Мы встаем на колени у жаровни и сжигаем ритуальные деньги. Считается, что после этого они попадут к Дэнни и он сможет потратить их в загробной жизни. Интересно, что там можно купить?
Не знаю, что я на самом деле думаю о жизни после смерти. Может, Дэнни действительно получит эти деньги и найдет им применение. А может, он сейчас радостно закидывает мяч в небесное кольцо, паря на ангельских крылышках. Или и то и другое. Лучше перестраховаться.
Я сжигаю деньги, которые складывают мама с папой. Они негромко обсуждают собеседования, которые предстоят ей на следующей неделе. После протеста мама уволилась с работы. Потом, вернувшись домой, тут же пришла в ужас – обычно такая импульсивность ей не свойственна. Но после новостей о нашем протесте она начала получать самые разные предложения о работе. Меня очень радует мысль, что протест поможет ей найти место, где ее будут по-настоящему ценить. Даже мистер Макинтайр предложил ей несколько вакансий, но мама отказалась от его помощи. Она не торопится: хочет выбрать лучшее место. Я ею горжусь.
Меня завораживает дым, поднимающийся над горящей бумагой. Я смотрю, как он вьется в воздухе, пока папа не пододвигается ближе, доставая из кармана две карточки с написанными от руки рецептами.
– Что это у тебя? – Я заглядываю ему через плечо.
– Копии рецепта фирменных пельменей
– Уж кто-кто, а Чэни точно смогут найти друг друга благодаря еде, – усмехаюсь я.
– Да, для того мы и привезли побольше еды, чтобы Джо тоже досталось. Пусть перекусят вместе. Хотя Дэнни вряд ли захочет делиться бургером.
– В следующий раз привезем для дяди Джо еще один бургер. Ой! Чуть не забыла! – Я встаю, хватаю рюкзак и достаю крохотные КТ3 и мячик, который я тоже сложила из бумаги и раскрасила, как баскетбольный мяч. Я поджигаю мячик и смотрю, как вспыхивает на краю яркая оранжевая искра. Бумага загорается и сворачивается, пожираемая пламенем. Я шепчу:
– Может, на небесах тебе снова захочется сыграть,
– Что это? – Папа поднимает взгляд и замечает горящий мячик.
– Да так, сделала кое-что для Дэнни, – смущенно говорю я.
– Это что, баскетбольный мяч? – Он кладет деньги и наклоняется, чтобы разглядеть получше. Потом видит миниатюрные кроссовки. – Неужели КТ3?
Я киваю. Папа берет их, внимательно разглядывает и возвращает.
– Ничего себе, Йем. Какие классные. – Его голос на миг надламывается. – Дэнни точно понравятся.

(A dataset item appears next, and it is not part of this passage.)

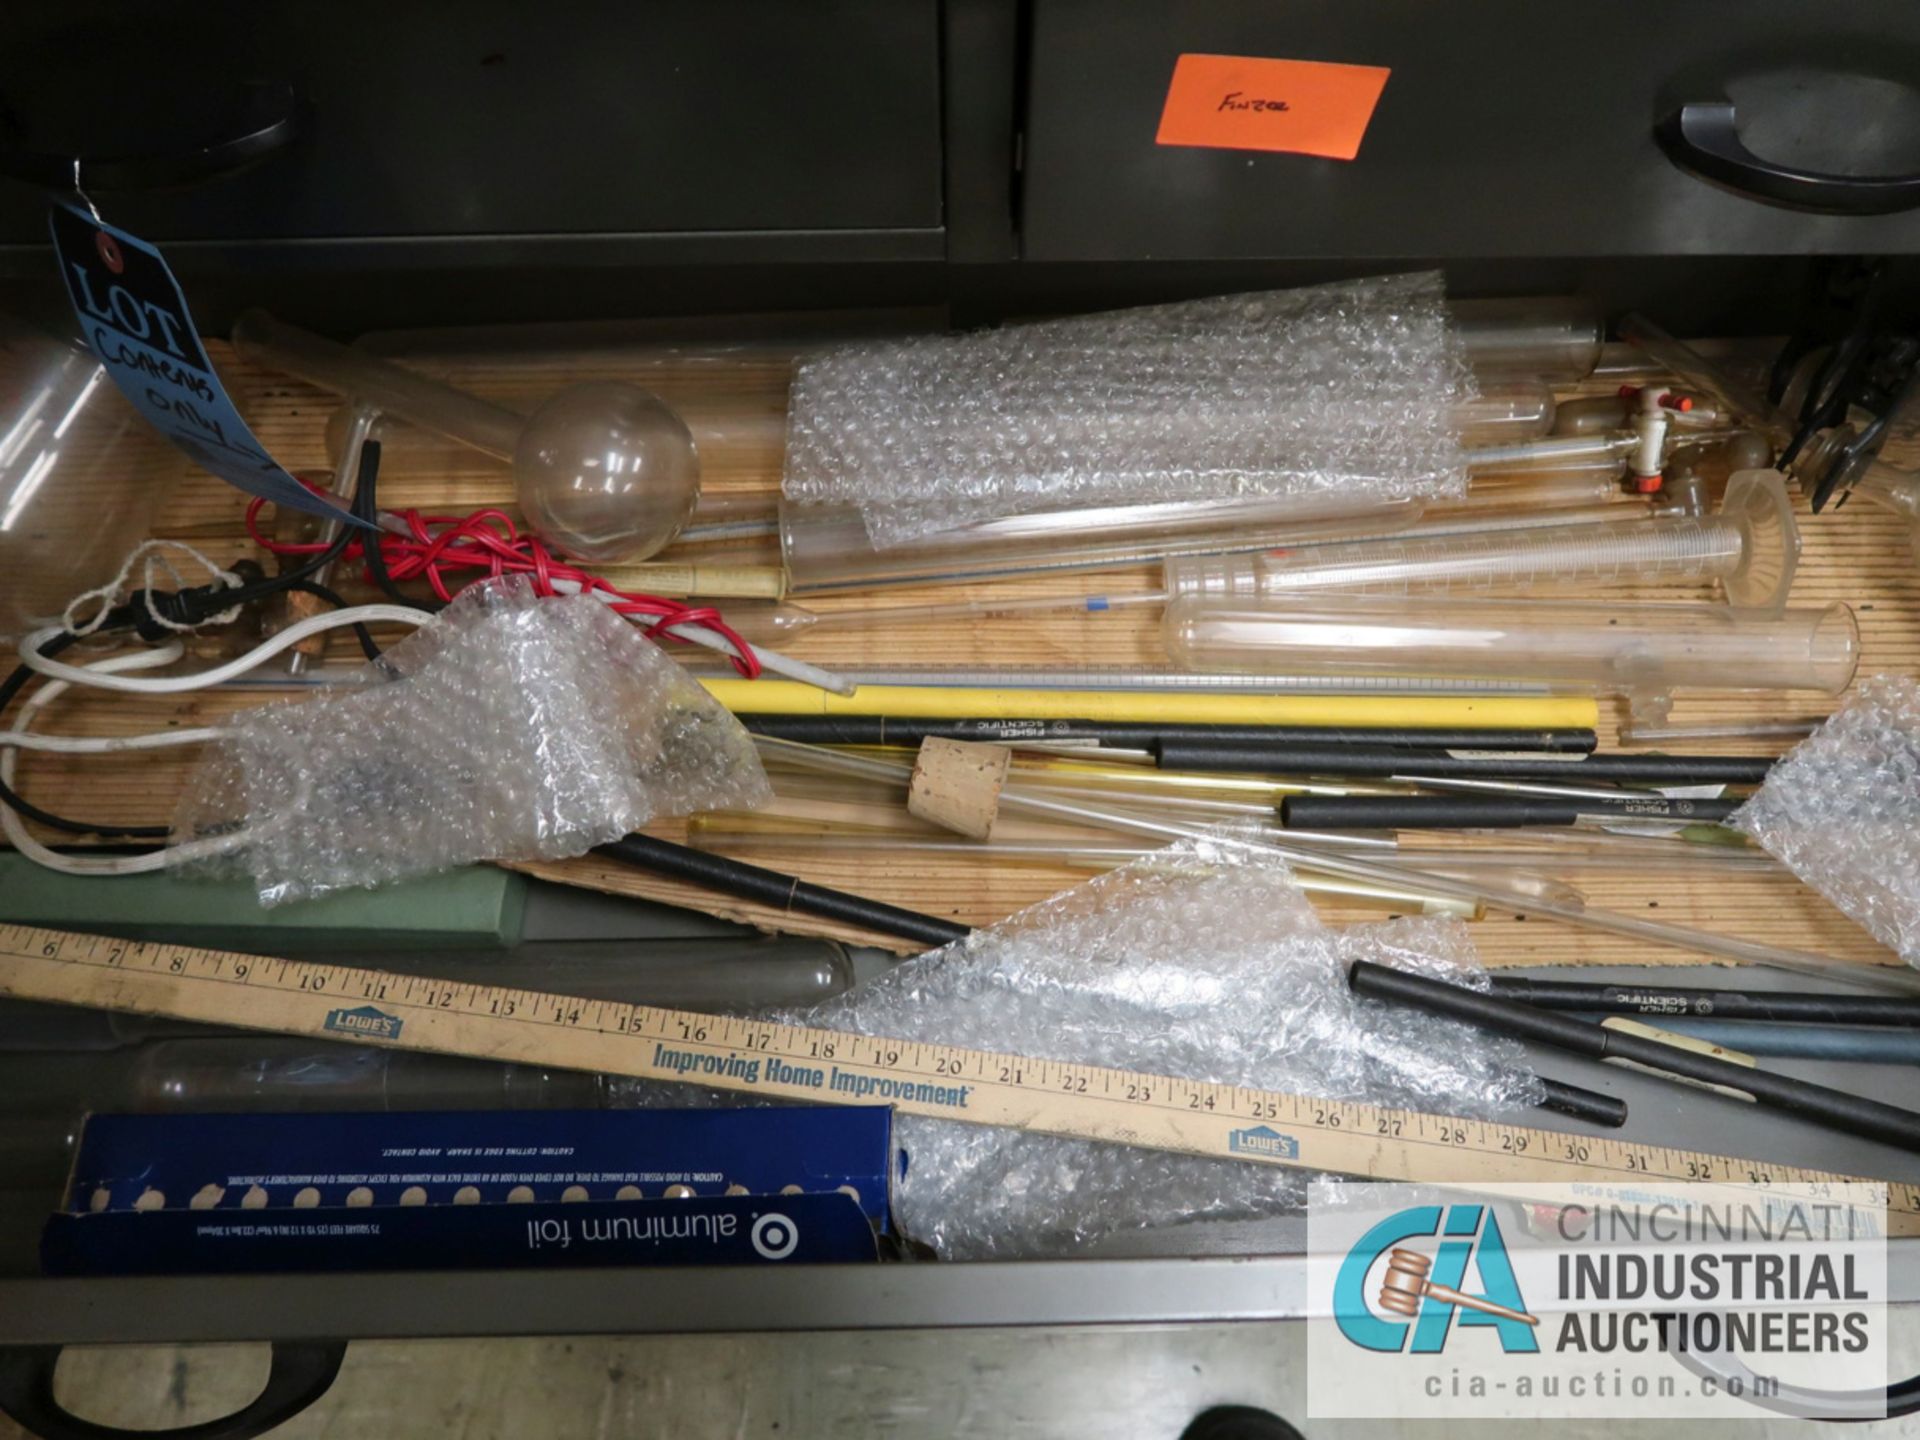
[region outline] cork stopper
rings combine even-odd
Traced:
[[[1013,752],[1004,745],[973,740],[920,742],[907,786],[907,810],[922,820],[957,830],[975,840],[993,833],[1000,810],[1000,787],[1007,783]]]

– Надеюсь. Хочешь?.. – Я жестом предлагаю ему кроссовки.
Папа колеблется. Может быть, кроссовки – это перебор. Настоящая КТ3 Дэнни до сих пор лежит в родительской спальне. Потом папа берет мои бумажные поделки.
– Ты уверена?
Я киваю. Он осторожно поджигает одну из кроссовок. Мы вместе наблюдаем, как она загорается, и папа говорит:
– В следующий раз сложи для Джо такие же.
– Ладно, но Дэнни не понравится, что у кого-то появилась пара поновей.
Папа смеется:
– Помнишь, как он завязывал шнурки? Всегда начинал с правой ноги и дважды продевал петлю вместо того, чтобы сделать двойной узел?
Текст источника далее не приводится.